Hardegg: (lacht) Die Schweine haben bei uns insofern keine Namen, weil sie sich keiner merken würde. Über unser System der tierartgerechten Nutztierhaltung können wir aber für jedes Tier eine kleine Einzelbiografie anlegen. Ich weiß genau über das Tierverhalten Bescheid, weiß, ob es gegessen hat und ob es ihm gut geht.

STANDARD: Sie haben wiederholt gesagt, dass Landwirte zu Unternehmern werden müssen. Ist das schon passiert?

Hardegg: Ich glaube nicht, da ist noch viel Arbeit nötig. Der klassische Bauer denkt heute noch sehr pauschal – ich habe Stall, Feld und ein bisschen Direktvermarktung.

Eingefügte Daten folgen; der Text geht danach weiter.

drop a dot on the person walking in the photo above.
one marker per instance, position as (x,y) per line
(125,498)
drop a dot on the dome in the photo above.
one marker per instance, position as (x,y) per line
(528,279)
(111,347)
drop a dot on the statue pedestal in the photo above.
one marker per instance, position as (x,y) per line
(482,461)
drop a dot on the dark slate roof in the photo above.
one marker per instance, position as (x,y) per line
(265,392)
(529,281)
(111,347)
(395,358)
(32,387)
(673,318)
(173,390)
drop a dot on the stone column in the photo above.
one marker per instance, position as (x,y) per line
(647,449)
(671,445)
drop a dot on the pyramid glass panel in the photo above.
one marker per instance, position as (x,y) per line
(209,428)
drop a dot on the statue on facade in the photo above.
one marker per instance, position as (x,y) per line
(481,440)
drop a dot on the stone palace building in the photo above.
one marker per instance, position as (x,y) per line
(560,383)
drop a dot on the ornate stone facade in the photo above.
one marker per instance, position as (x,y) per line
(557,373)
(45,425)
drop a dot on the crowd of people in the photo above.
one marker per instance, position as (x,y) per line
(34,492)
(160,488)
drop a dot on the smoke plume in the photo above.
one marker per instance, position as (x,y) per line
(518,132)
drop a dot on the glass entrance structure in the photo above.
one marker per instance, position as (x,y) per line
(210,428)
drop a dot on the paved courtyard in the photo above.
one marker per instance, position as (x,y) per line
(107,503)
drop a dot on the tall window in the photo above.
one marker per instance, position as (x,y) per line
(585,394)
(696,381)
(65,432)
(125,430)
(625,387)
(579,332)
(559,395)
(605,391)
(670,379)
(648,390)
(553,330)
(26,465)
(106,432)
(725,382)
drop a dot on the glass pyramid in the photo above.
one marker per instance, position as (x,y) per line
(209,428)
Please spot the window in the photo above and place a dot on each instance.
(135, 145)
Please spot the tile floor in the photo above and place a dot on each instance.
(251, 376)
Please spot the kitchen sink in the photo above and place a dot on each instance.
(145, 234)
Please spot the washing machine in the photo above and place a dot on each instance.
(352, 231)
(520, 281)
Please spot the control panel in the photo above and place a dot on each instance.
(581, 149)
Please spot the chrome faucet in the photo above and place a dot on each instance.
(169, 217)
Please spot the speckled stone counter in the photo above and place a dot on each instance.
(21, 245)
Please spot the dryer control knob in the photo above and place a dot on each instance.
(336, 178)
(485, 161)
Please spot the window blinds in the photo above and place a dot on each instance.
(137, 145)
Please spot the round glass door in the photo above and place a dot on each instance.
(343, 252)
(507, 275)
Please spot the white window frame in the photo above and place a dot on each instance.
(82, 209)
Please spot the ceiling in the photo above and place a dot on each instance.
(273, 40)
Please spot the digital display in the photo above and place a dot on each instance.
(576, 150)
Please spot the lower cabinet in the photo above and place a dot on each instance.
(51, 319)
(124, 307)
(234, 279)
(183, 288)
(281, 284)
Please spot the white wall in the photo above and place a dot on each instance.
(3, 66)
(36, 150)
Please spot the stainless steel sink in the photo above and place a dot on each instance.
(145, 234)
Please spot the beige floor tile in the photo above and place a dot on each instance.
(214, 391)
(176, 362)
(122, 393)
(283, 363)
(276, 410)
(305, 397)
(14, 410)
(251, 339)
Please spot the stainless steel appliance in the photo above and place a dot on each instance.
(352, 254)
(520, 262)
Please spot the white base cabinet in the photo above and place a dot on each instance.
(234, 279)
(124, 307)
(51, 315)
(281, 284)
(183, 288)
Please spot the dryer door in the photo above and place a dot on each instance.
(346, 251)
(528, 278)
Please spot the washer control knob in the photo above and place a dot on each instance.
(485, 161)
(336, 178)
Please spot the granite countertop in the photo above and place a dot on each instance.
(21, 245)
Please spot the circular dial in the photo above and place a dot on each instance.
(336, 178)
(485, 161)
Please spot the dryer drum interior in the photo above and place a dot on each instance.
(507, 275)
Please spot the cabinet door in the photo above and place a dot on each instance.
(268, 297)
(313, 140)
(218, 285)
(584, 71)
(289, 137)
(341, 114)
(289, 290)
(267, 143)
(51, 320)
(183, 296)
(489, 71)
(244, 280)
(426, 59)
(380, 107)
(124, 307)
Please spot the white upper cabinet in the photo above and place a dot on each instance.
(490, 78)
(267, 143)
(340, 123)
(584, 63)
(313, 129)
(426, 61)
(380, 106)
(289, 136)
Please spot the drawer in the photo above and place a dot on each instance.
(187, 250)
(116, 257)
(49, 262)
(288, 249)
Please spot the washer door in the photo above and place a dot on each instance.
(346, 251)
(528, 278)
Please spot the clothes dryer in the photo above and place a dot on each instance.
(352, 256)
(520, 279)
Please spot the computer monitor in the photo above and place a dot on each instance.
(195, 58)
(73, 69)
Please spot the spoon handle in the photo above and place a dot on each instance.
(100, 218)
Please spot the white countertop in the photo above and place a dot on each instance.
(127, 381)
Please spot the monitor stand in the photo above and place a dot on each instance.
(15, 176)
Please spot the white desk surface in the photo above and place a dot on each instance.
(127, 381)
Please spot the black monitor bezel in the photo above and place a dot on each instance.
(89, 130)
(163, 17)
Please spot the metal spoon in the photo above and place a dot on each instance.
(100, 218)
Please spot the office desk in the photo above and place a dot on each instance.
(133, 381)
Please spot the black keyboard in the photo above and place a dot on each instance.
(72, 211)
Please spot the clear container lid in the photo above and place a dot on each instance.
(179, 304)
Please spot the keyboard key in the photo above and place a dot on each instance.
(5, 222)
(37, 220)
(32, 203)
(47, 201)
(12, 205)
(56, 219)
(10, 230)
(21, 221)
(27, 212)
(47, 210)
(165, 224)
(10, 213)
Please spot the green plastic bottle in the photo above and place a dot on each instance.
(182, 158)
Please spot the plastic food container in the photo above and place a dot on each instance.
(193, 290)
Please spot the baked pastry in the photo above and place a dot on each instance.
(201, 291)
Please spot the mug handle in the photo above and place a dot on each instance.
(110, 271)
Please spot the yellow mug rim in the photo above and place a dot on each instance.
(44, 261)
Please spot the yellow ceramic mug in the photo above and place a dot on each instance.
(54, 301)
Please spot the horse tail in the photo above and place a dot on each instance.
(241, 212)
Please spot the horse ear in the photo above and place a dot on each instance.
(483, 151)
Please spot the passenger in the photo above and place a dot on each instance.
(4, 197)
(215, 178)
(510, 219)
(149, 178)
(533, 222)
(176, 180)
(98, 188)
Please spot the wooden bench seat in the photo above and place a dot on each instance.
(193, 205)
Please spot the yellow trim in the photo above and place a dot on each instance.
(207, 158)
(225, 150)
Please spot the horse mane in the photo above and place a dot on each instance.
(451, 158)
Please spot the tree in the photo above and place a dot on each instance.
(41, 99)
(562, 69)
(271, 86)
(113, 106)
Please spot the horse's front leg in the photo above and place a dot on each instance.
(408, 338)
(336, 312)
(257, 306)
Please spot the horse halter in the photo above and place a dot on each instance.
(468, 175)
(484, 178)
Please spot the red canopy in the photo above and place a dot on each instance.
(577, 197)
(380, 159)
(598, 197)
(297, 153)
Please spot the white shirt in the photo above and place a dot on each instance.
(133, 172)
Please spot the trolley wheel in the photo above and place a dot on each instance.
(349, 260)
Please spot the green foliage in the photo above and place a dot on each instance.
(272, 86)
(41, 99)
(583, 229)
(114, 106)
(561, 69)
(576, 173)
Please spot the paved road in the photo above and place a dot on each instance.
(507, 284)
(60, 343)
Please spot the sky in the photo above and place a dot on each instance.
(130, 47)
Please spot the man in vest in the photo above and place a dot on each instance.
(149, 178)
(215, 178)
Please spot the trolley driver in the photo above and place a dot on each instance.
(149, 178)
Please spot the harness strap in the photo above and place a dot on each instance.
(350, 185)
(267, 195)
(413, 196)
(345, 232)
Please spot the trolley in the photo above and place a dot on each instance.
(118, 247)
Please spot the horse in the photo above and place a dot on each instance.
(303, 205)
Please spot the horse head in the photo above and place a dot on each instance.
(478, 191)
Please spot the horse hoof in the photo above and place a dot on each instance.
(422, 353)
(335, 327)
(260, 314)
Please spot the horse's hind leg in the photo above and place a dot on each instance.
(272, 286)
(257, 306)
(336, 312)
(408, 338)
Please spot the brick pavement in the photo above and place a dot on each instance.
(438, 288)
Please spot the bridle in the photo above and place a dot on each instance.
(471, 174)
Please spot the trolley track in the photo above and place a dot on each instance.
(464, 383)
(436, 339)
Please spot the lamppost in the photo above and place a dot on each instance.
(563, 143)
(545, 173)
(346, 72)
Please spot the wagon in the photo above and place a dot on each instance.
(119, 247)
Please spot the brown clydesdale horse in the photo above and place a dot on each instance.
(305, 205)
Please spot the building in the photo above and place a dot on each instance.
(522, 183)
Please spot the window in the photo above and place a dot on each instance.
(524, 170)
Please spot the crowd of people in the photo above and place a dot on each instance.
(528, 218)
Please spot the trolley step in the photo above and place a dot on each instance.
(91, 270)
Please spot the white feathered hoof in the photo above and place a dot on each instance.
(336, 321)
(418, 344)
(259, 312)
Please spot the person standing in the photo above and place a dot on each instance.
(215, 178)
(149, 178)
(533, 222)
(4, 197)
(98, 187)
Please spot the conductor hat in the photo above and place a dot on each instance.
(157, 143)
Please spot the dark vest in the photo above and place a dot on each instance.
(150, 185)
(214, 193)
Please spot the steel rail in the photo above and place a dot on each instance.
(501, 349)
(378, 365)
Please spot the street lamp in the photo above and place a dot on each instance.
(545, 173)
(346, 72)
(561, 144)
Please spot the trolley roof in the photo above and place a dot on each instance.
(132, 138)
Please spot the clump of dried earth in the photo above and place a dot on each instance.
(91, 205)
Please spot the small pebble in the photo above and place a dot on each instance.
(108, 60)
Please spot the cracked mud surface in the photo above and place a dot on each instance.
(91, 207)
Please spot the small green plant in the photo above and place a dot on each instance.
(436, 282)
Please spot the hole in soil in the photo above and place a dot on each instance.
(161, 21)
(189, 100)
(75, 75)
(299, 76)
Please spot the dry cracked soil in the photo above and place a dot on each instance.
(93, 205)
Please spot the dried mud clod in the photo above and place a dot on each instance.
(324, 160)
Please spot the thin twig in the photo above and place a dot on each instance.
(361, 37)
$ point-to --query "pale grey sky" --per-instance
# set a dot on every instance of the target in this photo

Ihn interessiert, was am Ende des Tages als Familieneinkommen übrig bleibt – geht es sich aus oder nicht? Wenn man unternehmerisch denkt, muss man sich fragen: Was bringt der Stall? Was bringt die Direktvermarktung? Was der Acker? So hat man für jeden einzelnen Betriebszweig Zahlen und kann sehen: Wo geht es gut, wo geht es schlecht? Die Schwächen versuche ich abzustellen, die Stärken versuche ich zu erhalten.

STANDARD: Wie können die kleinen Betriebe da überleben?

Hardegg: Der kleine Familienbetrieb hat einen riesigen Vorteil: In den meisten Fällen kommt er ohne Fremdarbeitskräfte aus. Er hat nicht die Problematik mit dem Zwölfstundentag oder Überstunden – die machen das selber. Der Nachteil ist natürlich, dass wenn sie nachrechnen, wie viel am Jahresende übrig bleibt, ein Stundenlohn herauskommt, der sich in keinem Kollektivvertrag wiederfindet, weil er so niedrig ist.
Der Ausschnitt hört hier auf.